Dans le cadre des Assises du médicament, l’USPO a d’ailleurs proposé que les médicaments suivis par un plan de gestion de risques (PGR), nécessitant un travail particulier du pharmacien en termes d’information du patient, puissent être source de rémunération supplémentaire. Une rémunération complétée de toute façon par celle liée aux nouvelles missions. « Plus d’honoraire ? Oui. Plus de valorisation de l’acte officinal ? Oui. Mais attention à ne pas faire croire aux pharmaciens que la seule solution c’est l’honoraire », prévient Gilles Bonnefond, qui annonce travailler sur des propositions communes avec l’Union nationale des pharmaciens de France (UNPF).
Complémentarité.
Son nouveau président, Frédéric Laurent, rappelle que « transférer ne serait-ce que quelques centimes de notre marge pour créer une nouvelle rémunération est hors de question.
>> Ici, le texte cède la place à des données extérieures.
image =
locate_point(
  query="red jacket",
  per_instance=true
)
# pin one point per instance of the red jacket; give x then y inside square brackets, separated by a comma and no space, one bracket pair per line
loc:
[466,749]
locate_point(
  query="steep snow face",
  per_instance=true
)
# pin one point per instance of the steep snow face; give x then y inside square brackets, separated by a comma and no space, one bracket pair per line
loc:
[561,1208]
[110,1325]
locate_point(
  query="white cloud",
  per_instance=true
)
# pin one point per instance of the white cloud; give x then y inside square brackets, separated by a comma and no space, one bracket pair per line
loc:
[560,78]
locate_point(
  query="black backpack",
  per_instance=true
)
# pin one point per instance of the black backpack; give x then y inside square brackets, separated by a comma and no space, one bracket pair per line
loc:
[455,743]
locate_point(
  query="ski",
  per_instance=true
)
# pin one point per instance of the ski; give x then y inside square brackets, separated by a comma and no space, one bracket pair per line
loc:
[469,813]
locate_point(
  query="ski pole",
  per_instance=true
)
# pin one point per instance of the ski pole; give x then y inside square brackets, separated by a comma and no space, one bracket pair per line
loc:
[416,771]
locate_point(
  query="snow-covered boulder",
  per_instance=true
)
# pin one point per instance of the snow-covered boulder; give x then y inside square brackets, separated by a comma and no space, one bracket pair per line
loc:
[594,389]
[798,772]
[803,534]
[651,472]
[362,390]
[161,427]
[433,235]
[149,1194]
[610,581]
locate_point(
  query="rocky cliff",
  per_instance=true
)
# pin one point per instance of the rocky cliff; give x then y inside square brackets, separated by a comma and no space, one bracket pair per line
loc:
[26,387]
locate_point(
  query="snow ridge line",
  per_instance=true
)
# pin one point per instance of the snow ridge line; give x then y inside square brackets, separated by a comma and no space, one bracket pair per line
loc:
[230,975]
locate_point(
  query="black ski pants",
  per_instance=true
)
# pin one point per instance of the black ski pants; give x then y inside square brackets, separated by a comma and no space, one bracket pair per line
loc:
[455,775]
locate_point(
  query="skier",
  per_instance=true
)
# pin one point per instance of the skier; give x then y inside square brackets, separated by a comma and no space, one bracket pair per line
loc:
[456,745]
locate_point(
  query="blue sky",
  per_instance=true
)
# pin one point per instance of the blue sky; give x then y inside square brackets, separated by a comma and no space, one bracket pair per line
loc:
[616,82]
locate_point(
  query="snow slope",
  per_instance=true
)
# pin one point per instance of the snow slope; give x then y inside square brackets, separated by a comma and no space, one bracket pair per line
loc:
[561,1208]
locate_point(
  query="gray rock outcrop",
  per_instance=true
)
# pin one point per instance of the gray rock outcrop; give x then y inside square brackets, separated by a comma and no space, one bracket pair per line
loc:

On parle de complémentarité ! » Pour lui aussi, le réseau est actuellement trop déstructuré pour pouvoir passer à un mode de rémunération différent en toute sérénité. Le président s’inquiète de la création des objectifs régionaux de dépenses d’assurance-maladie (ORDAM) qui ne peuvent être, selon lui, que sources de nouvelles disparités d’une région à l’autre. Pour gommer ces distorsions, il demande une relinéarisation de la marge par le relèvement du seuil de la première tranche et une rémunération complémentaire des missions de professionnel de santé du pharmacien. « Le problème de la dépendance pourrait entrer dans nos nouvelles missions, sous la forme de nouveaux services ». L’UNPF veut aussi renégocier la convention pour qu’elle intègre une nomenclature avec une codification permettant de rémunérer les nouveaux services et de revoir les délais de paiement pour améliorer la trésorerie des officines. Quant à l’idée d’un élargissement du TFR, elle n’est pas envisageable. « Nous imposer un TFR généralisé, c’est réduire à néant tout l’effort fourni jusqu’alors, cela veut dire qu’on n’a plus de marge de manœuvre et qu’on perd de la marge… » Par ailleurs, l’UNPF demande la libéralisation des conditions commerciales pour tous les acteurs de la chaîne du médicament, sauf sur le princeps généricable. Le syndicat souhaite également la reprise des travaux sur les sociétés de participations financières de professions libérales (SPFPL), plaide pour la fin de l’assujettissement à la TVA sur les actes intellectuels des pharmaciens et pour une rémunération à l’acte de non-délivrance.